Scathach Uanaind est une magicienne puissante et redoutable qui demeure en Écosse, certains textes évoquent l’île de Skye. On accède à sa résidence par le Pont-des-Sauts qui rétrécit et devient glissant ou s’étire et se redresse pour broyer le visiteur téméraire. Elle-même est l’initiatrice des plus valeureux guerriers. Magicienne surdouée, experte dans l’art de la guerre et du sexe, elle commande une bande de femmes qui éduquent les héros. Ses élèves les plus prestigieux sont Noise, Ferdiad, et Cuchùlann.
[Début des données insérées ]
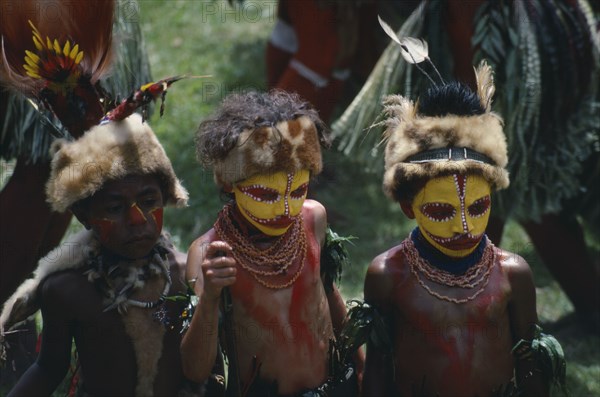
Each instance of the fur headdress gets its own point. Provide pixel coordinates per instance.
(261, 133)
(107, 152)
(421, 146)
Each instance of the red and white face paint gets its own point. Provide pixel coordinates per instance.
(270, 202)
(453, 211)
(127, 215)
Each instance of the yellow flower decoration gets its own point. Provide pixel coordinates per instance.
(51, 61)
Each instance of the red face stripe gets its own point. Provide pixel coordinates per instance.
(105, 227)
(460, 184)
(136, 215)
(157, 214)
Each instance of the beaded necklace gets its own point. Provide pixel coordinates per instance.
(476, 277)
(119, 280)
(277, 266)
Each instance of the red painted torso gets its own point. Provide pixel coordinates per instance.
(445, 348)
(287, 330)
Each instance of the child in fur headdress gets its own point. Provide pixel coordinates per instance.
(461, 312)
(262, 257)
(106, 288)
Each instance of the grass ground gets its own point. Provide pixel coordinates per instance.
(211, 37)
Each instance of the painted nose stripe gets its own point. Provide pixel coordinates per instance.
(136, 215)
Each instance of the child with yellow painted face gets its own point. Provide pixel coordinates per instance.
(265, 250)
(461, 312)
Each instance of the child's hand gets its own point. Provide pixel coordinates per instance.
(218, 268)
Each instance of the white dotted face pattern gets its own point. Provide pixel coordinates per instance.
(271, 202)
(452, 212)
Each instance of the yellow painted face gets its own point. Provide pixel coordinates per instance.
(270, 202)
(452, 212)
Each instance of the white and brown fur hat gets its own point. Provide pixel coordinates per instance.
(421, 147)
(108, 152)
(261, 133)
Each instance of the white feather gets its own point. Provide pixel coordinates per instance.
(412, 50)
(388, 30)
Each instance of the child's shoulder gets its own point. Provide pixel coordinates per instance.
(389, 261)
(511, 261)
(64, 288)
(387, 271)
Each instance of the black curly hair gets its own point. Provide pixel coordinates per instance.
(217, 135)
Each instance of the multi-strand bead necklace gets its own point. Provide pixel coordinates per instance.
(277, 266)
(476, 277)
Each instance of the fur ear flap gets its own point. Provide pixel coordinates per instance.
(56, 146)
(485, 85)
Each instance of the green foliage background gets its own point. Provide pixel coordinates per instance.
(228, 43)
Comme les Chevaliers de la Table Ronde, les élèves de la magicienne ne doivent pas devenir ennemis les uns des autres. Ce serment ne sera pas respecté puisque Cuchùlann va tuer Ferdiad dans un combat singulier, lors de la Razzia des vaches de Cooley. Cuchùlann a le privilège de savoir manier et de posséder le gae bolga. Dans la mythologie celtique irlandaise, le gae bolga est l’arme magique du héros Cuchùlann. Différentes hypothèses ont été émises quant à la signification du nom, il semble que le sens soit « javelot-foudre ».  

C’est un cadeau de pouvoir que lui a fait Scáthach lors d’un séjour en Ecosse. L’arme a été fabriquée avec les os d’un monstre marin. Cette arme magique ne peut être utilisée que de manière rituelle, selon l’enseignement de la magicienne. Quand Cuchùlann invoque le gae bolga, l’arme vient comme l’éclair dans sa main, puis fonce sur l’ennemi. Quand elle pénètre le corps de la victime, elle s’ouvre en de nombreuses pointes qui sont autant de blessures mortelles ; elle est foudroyante et implacable.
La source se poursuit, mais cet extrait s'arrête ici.